Earlier Wednesday morning, Trump said that signing the order is “somewhat preemptive” and that it “ultimately will be matched by legislation, I’m sure.”
On Monday, Department of Homeland Security Secretary Kirstjen Nielsen accused reporters of deliberately misrepresenting the severity of the situation at the border while claiming that the “zero tolerance” policy that caused the government to separate over 2,300 children from their parents didn’t exist. “Congress alone can fix it,” said Nielsen, who was reportedly helping draft the order Wednesday morning. Trump also claimed the situation was out of his hands. “You can’t do it through an executive order,” the president said last Friday.
In reality, not even an executive order was necessary to prevent families from being separated, as there was no “law” mandating this action in the first place. When Senator Lindsey Graham said Trump could put a stop to it by “picking up the phone,” he wasn’t exaggerating. A quick call instructing Attorney General Jeff Sessions to rescind the “zero tolerance” policy the administration instituted last month would have done the trick. The order signed by Trump Wednesday afternoon does not do this, though. Adults crossing the border to seek asylum will still be prosecuted. The order only allows their children to remain with them as they await their fate.
When reporters caught up to a frazzled-looking Sessions following Trump’s announcement Wednesday morning, the attorney general wasn’t able to offer much more than a belief that “the president knows what he’s doing.”
— Fox News (@FoxNews) June 20, 2018
But this embarrassing reversal may be the starkest proof yet that Trump and his administration have absolutely no idea what they’re doing.
The news certainly seems to have taken Sessions by surprise, and Vice President Mike Pence – who was sitting across from Trump as the announcement was made – didn’t appear to know it was coming, either. Minutes before Trump revealed that an executive order would occur, Pence reiterated the administration’s false, soon-to-be-outdated claim that the policy is actually a law. “Right now under the law, we only have two choices before us,” he said. “Number one is to not prosecute people who come into our country illegally, or to prosecute them, and then, under court cases and the law, they have to be separated from their children.”

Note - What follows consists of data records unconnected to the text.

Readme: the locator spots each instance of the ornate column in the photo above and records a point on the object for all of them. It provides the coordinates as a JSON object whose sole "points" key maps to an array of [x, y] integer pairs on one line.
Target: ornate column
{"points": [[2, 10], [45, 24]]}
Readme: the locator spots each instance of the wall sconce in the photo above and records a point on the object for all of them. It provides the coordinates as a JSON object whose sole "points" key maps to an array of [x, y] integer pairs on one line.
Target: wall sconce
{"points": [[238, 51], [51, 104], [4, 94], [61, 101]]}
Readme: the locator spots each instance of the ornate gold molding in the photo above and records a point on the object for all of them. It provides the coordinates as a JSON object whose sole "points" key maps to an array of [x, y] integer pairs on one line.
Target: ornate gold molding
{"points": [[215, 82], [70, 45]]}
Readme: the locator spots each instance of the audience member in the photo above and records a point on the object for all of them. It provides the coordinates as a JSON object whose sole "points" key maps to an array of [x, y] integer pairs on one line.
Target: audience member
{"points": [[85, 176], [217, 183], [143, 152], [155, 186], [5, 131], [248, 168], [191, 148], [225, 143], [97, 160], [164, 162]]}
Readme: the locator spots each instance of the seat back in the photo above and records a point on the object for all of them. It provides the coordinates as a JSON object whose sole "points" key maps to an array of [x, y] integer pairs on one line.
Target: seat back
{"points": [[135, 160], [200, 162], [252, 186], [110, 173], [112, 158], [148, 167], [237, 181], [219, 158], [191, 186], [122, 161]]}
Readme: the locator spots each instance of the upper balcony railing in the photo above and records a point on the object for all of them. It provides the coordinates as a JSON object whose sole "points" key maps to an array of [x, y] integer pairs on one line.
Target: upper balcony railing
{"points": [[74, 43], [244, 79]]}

.@VP: “As @POTUS made clear, we don’t want families to be separated. We don’t want children taken away from parents, but right now under the law… we only have two choices before us. #1 is don’t prosecute people who come into our country illegally, or prosecute them…” pic.twitter.com/xzUByj2oij
— Fox News (@FoxNews) June 20, 2018
As is the case with the majority of the false statements made over the course of his presidency, it’s unclear whether Trump was lying or just confused as he maintained he had no power to prevent family separation. What is clear is that his reversal is not a sign of compassion. If it were, it would have happened last week when the severity of the situation was made public. Trump signed the order because the bipartisan outrage over the policy became too intense even for his shameless administration to withstand.
The chaos that preceded the order’s signing is further proof that nearly every move the administration makes is improvised, and that there has never been any real plan for how to deal with immigration other than projecting strength to tide over his base while the White House tries to figure out how to deliver the long-promised border wall. To Trump, signing the order is an act of weakness, and his claim that he’s doing it because of how “important” it is to keep families together is as big of a lie as any of the many he’s offered up since taking office.